Moderate Erholung unter schwierigen Rahmenbedingungen : Konjunktur Deutschland 2026
Die deutsche Wirtschaft befindet sich Anfang 2026 in einer Phase langsamer Stabilisierung. Nach mehreren Jahren schwacher Konjunktur wird zwar wieder mit Wachstum gerechnet, doch zahlreiche Unsicherheiten dämpfen die wirtschaftliche Dynamik. Wirtschaftsforschungsinstitute gehen derzeit davon aus, dass das Bruttoinlandsprodukt 2026 um rund 0,7 bis 1,0 Prozent wachsen könnte.
Im Jahr 2025 hatte die deutsche Wirtschaft lediglich ein sehr geringes Wachstum von etwa 0,2 Prozent erreicht, nachdem zuvor mehrere Jahre wirtschaftlicher Schwäche verzeichnet wurden. Für das laufende Jahr erwarten Ökonomen daher eine moderate Erholung, die vor allem durch steigende staatliche Investitionen, Infrastrukturprogramme sowie eine stabilere Konsumnachfrage unterstützt werden soll.
Gleichzeitig wird die wirtschaftliche Entwicklung weiterhin durch geopolitische Spannungen belastet.
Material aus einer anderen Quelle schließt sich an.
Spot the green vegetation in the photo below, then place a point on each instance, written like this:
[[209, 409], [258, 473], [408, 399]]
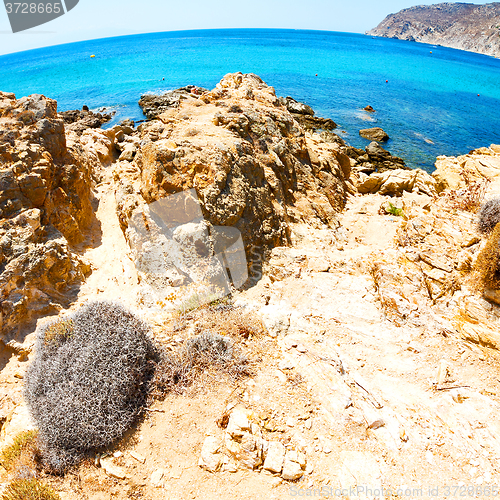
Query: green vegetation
[[10, 455], [29, 489], [394, 210]]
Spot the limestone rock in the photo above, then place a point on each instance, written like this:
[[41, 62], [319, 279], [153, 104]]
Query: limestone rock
[[211, 458], [395, 182], [293, 466], [80, 120], [463, 26], [374, 134], [479, 165], [296, 107], [45, 209], [111, 469], [253, 167], [275, 457]]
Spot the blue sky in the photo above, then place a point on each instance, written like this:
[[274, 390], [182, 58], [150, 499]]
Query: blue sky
[[97, 18]]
Besonders der militärische Konflikt im Nahen Osten und die daraus resultierenden steigenden Energiepreise wirken sich auf die Konjunktur aus. Laut Prognosen könnte der Konflikt das Wirtschaftswachstum in Deutschland um etwa 0,2 Prozentpunkte reduzieren, da höhere Öl- und Gaspreise die Produktionskosten erhöhen und die Kaufkraft der Verbraucher mindern.
Die Energiepreise reagierten unmittelbar auf die geopolitischen Spannungen. Durch Störungen wichtiger Handelsrouten, insbesondere in der Straße von Hormus, über die ein erheblicher Teil des weltweiten Öltransports abgewickelt wird, kam es zu starken Schwankungen auf den Energiemärkten. Dies führt weltweit zu höheren Rohstoffpreisen und erhöht die wirtschaftliche Unsicherheit für exportorientierte Volkswirtschaften wie Deutschland.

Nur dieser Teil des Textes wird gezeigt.